動画の容量は録画設定でも違ってきますが、ビットレートと解像度でほぼ決まります。

だいたいですが、高画質のモードでとると解像度はフルハイビジョンでビットレートは10Mbps程度で録画する事が多いようでだいたい1時間の動画で7Gバイト以上です。

 

こういった動画をDVDに収まるようなサイズにするにはエンコードをしてビットレートや解像度、さらにはコーデックなどを変える(低くする)必要があります。

 

長時間の動画をDVDに収まるように小さな容量にする為にビットレートを下げすぎると画質が間違いなく悪くなりますが、ある程度の値を保っていれば人間には綺麗に見えます。

もちろんビットレートを下げ過ぎると画質悪化がとても気になるレベルになるはずです。

 

その為内視鏡外科学会では推奨エンコード設定を設けています。

上記のとおりDVDあたりの動画時間なども定められていたりします。

長時間の動画などはエンコードと共に時間動画を分割する必要もありますし、長時間の動画の一部分だけ抜き出したいというニーズもあります。

 

高機能フリーソフトで動画をエンコードをする

百聞は一見にしかずです。とりあえずフリーソフトでも高機能で簡単に動画をエンコードする事が可能ですので、お試しください。

具体的な方法はこちらで詳しく載せています。

 

動画を任意の時間で分割する方法

動画を任意の時間で分割すると言う方法も実はフリーソフトで実現可能です。

あまり、動画を分割する事は少ないかもしれませんが、もしもの時の為に知っておいて損はありません。

具体的な方法はこちらです。

あっそれと、このフリーソフトを使えば上記の方法で任意の時間帯だけの動画を抜き出す事も可能になります。

 

手術全体の動画はいらないけど、学会発表などで、ここぞという場面だけ発表する場合などに役立ちます。

ぜひご活用ください。

 

 

その3 高画質でとったブルーレイから動画を抽出する

業務用レコーダーで動画を記録する場合にはブルーレイに記録する事がほとんどだと思います。

ブルーレイ対応の家庭用レコーダーも存在しますが、医療用カメラの入出力はSDIという端子になるので、家庭用レコーダーでは一般的にDVDなどでの記録とする事がほとんです。

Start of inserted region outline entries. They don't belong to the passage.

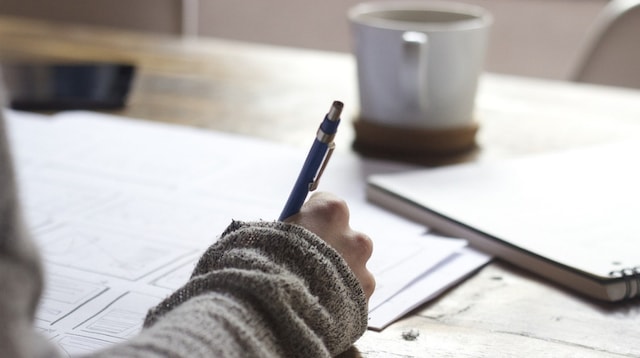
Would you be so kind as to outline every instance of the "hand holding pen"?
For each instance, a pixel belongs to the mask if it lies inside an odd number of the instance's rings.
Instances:
[[[307,195],[310,191],[315,190],[318,187],[318,182],[324,169],[331,158],[331,153],[335,148],[333,139],[338,131],[338,124],[340,124],[340,113],[342,113],[343,104],[339,101],[334,101],[331,104],[329,112],[326,114],[318,132],[316,138],[313,141],[307,159],[305,160],[302,170],[298,175],[289,199],[280,214],[278,220],[283,221],[291,215],[297,214],[304,204]]]

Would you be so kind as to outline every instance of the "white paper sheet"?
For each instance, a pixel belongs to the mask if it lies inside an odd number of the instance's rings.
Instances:
[[[6,113],[20,195],[47,272],[36,325],[69,354],[138,332],[147,309],[187,280],[232,219],[276,218],[306,154],[90,112]],[[426,238],[424,227],[365,201],[368,175],[406,166],[338,154],[320,188],[345,198],[352,226],[374,241],[372,327],[477,268],[451,260],[464,241]],[[456,275],[416,281],[438,264]]]

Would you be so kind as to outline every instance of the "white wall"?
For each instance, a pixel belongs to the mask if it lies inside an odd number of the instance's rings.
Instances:
[[[349,52],[346,12],[359,1],[0,0],[0,14]],[[585,32],[608,0],[458,1],[494,14],[489,71],[567,79]]]
[[[423,0],[424,1],[424,0]],[[489,71],[568,78],[591,21],[607,0],[462,0],[495,17]],[[205,36],[350,51],[347,9],[359,0],[200,1]]]

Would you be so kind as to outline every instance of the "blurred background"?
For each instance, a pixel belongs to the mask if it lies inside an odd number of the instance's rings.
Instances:
[[[346,13],[358,2],[361,1],[2,0],[0,15],[350,52]],[[488,71],[569,79],[588,31],[608,0],[462,2],[482,6],[494,15]]]

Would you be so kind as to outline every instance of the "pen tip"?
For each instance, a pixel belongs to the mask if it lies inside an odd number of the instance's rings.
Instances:
[[[327,114],[329,120],[337,121],[338,119],[340,119],[340,113],[342,113],[343,107],[344,104],[342,102],[333,101],[333,103],[331,104],[331,108],[329,109],[329,113]]]

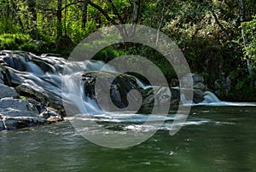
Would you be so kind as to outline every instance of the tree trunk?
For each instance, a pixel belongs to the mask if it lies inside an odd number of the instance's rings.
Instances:
[[[61,14],[62,0],[58,0],[57,9],[57,39],[62,37],[62,14]]]
[[[27,3],[27,6],[28,6],[28,10],[32,14],[31,37],[33,39],[38,39],[38,26],[37,26],[37,10],[36,10],[37,2],[36,2],[36,0],[27,0],[26,3]]]
[[[82,16],[82,28],[85,28],[85,25],[87,22],[87,7],[88,7],[88,0],[84,0],[83,3],[83,16]]]
[[[240,8],[240,21],[241,21],[241,37],[242,37],[242,40],[243,40],[243,45],[244,48],[247,48],[247,46],[248,45],[248,40],[247,37],[245,34],[245,27],[243,25],[243,22],[245,21],[245,17],[244,17],[244,6],[243,6],[243,0],[239,0],[239,8]],[[250,59],[250,57],[248,57],[247,55],[246,55],[246,60],[247,60],[247,70],[249,72],[250,76],[253,75],[253,63],[252,61],[252,60]]]
[[[137,24],[139,19],[140,5],[141,5],[140,0],[134,0],[133,13],[132,13],[132,28],[131,28],[130,37],[132,37],[136,31],[136,25]]]

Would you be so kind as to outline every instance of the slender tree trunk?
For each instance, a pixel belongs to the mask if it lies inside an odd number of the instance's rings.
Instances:
[[[33,39],[38,39],[38,26],[37,26],[37,10],[36,10],[37,2],[36,2],[36,0],[27,0],[26,3],[27,3],[27,6],[28,6],[28,10],[32,14],[31,37]]]
[[[243,22],[245,21],[243,0],[239,0],[239,7],[240,7],[240,21],[241,21],[241,37],[243,39],[244,48],[247,48],[247,46],[248,45],[248,39],[245,34],[245,27],[243,25]],[[253,72],[253,63],[252,60],[250,59],[250,57],[248,57],[247,55],[246,55],[246,59],[247,59],[247,70],[248,70],[249,75],[253,76],[254,73]]]
[[[130,37],[132,37],[136,31],[136,25],[138,22],[139,19],[139,11],[140,11],[141,1],[134,0],[133,1],[133,13],[132,13],[132,28],[130,34]]]
[[[58,0],[57,9],[57,38],[62,37],[62,14],[61,14],[62,0]]]
[[[85,28],[85,25],[87,22],[87,7],[88,7],[88,0],[84,0],[83,3],[83,16],[82,16],[82,28]]]

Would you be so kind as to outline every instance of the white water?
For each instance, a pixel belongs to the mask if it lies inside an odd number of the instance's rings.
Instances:
[[[110,72],[117,72],[116,69],[106,65],[102,61],[82,61],[82,62],[67,62],[64,59],[54,56],[42,55],[38,57],[34,54],[30,54],[37,60],[43,61],[48,66],[49,71],[44,72],[44,70],[36,63],[28,60],[22,55],[14,55],[9,60],[12,66],[25,68],[25,72],[19,72],[15,69],[8,67],[11,72],[13,79],[20,84],[26,85],[41,93],[50,93],[58,99],[63,98],[66,102],[75,105],[79,113],[90,114],[102,114],[97,103],[87,97],[84,94],[84,86],[80,83],[80,77],[82,72],[90,71],[105,71]],[[6,55],[4,55],[6,57]],[[1,57],[0,57],[1,58]],[[20,63],[20,64],[19,64]],[[65,68],[65,73],[63,69]],[[146,89],[151,88],[150,85],[144,84],[138,78],[137,84],[143,89]],[[67,89],[70,90],[61,95],[61,83],[66,83]],[[81,89],[82,88],[82,89]],[[85,88],[86,89],[86,88]],[[77,91],[79,90],[79,95],[77,95]],[[181,101],[183,105],[193,106],[256,106],[255,103],[233,103],[220,101],[218,97],[212,92],[205,92],[205,100],[199,104],[195,104],[191,100],[186,100],[185,95],[181,95]],[[108,114],[109,115],[109,114]]]

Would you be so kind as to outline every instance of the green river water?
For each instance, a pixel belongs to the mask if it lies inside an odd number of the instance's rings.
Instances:
[[[193,106],[173,136],[137,146],[90,143],[69,122],[0,132],[0,171],[256,171],[256,106]]]

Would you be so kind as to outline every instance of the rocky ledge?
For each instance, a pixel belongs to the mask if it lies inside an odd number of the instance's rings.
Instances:
[[[53,110],[36,106],[20,96],[14,88],[3,84],[0,72],[0,130],[16,129],[63,120]]]

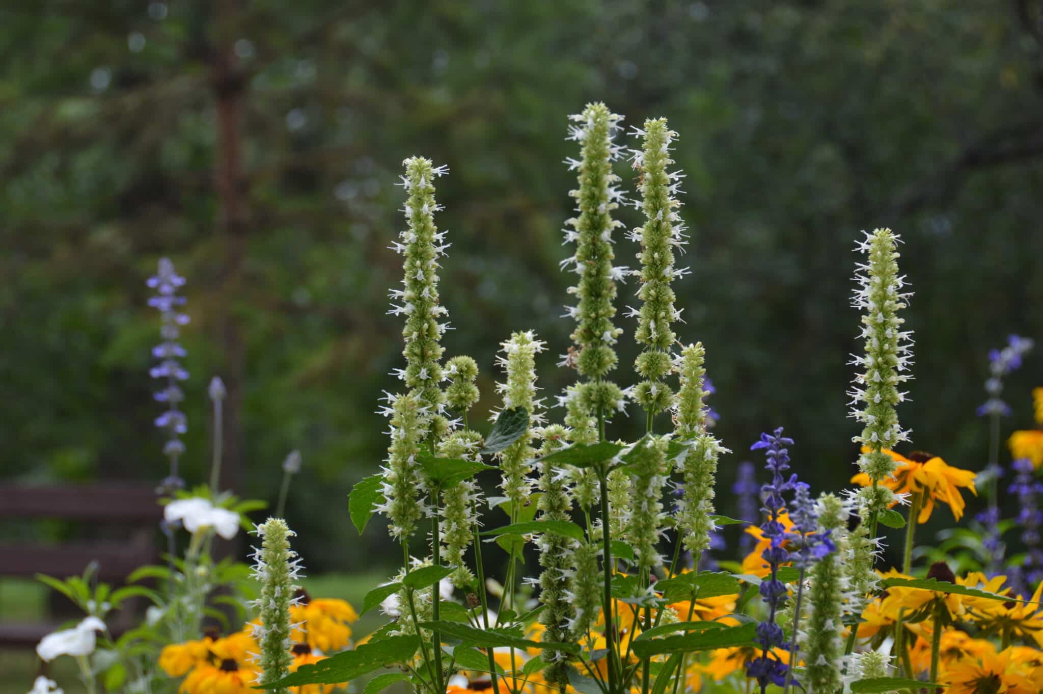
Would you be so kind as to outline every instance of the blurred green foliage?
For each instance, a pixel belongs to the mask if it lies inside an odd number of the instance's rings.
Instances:
[[[681,264],[694,272],[678,285],[678,333],[707,348],[733,460],[783,425],[802,476],[846,482],[853,239],[890,225],[916,292],[902,423],[918,448],[980,469],[986,352],[1008,332],[1043,337],[1040,17],[1038,0],[0,9],[0,475],[166,474],[144,281],[168,255],[193,317],[190,482],[204,479],[205,384],[227,377],[232,321],[244,340],[240,495],[273,498],[278,463],[298,448],[288,512],[310,568],[393,554],[379,524],[356,536],[345,495],[383,458],[375,400],[398,386],[387,374],[401,325],[385,294],[401,277],[387,248],[402,228],[399,163],[423,154],[451,169],[439,182],[454,244],[444,342],[483,369],[477,411],[496,404],[493,355],[512,330],[550,341],[540,366],[553,396],[573,378],[554,366],[571,329],[558,317],[575,183],[561,164],[575,153],[565,116],[595,99],[632,124],[668,116],[680,133],[693,237]],[[214,184],[221,50],[243,85],[238,279]],[[618,262],[635,250],[621,241]],[[636,351],[621,346],[626,384]],[[1009,384],[1008,425],[1029,423],[1040,364],[1033,356]],[[616,434],[638,418],[621,417]]]

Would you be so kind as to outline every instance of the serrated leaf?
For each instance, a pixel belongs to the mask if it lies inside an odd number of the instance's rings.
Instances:
[[[362,599],[362,612],[360,615],[365,615],[367,612],[378,606],[384,602],[384,598],[388,597],[392,593],[397,593],[402,590],[402,583],[385,583],[384,585],[378,585],[373,590],[366,593],[366,597]]]
[[[904,528],[905,527],[905,517],[896,511],[894,508],[884,509],[879,516],[876,517],[882,525],[889,528]]]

ブルーレイに記録された動画はもちろん民生機用の動画形式で記録されており、そのままではポワーポイントなどにも使えませんし、DVDに焼き直す事もできません。

ここでもブルーレイから動画を任意のファイルへエンコードする必要があります。

 

ブルーレイから高画質動画ファイルを抜き出す方法

もうおわかりでしょうけど、これもフリーソフトでできます。

具体的な方法はこちらより

 

 

その4 DVD、ブルーレイ、動画ファイルから静止画を作りたい

これも学会発表やレポート、学会誌、論文など様々な用途で動画の一部分の静止画を抜き出したい時があると思います。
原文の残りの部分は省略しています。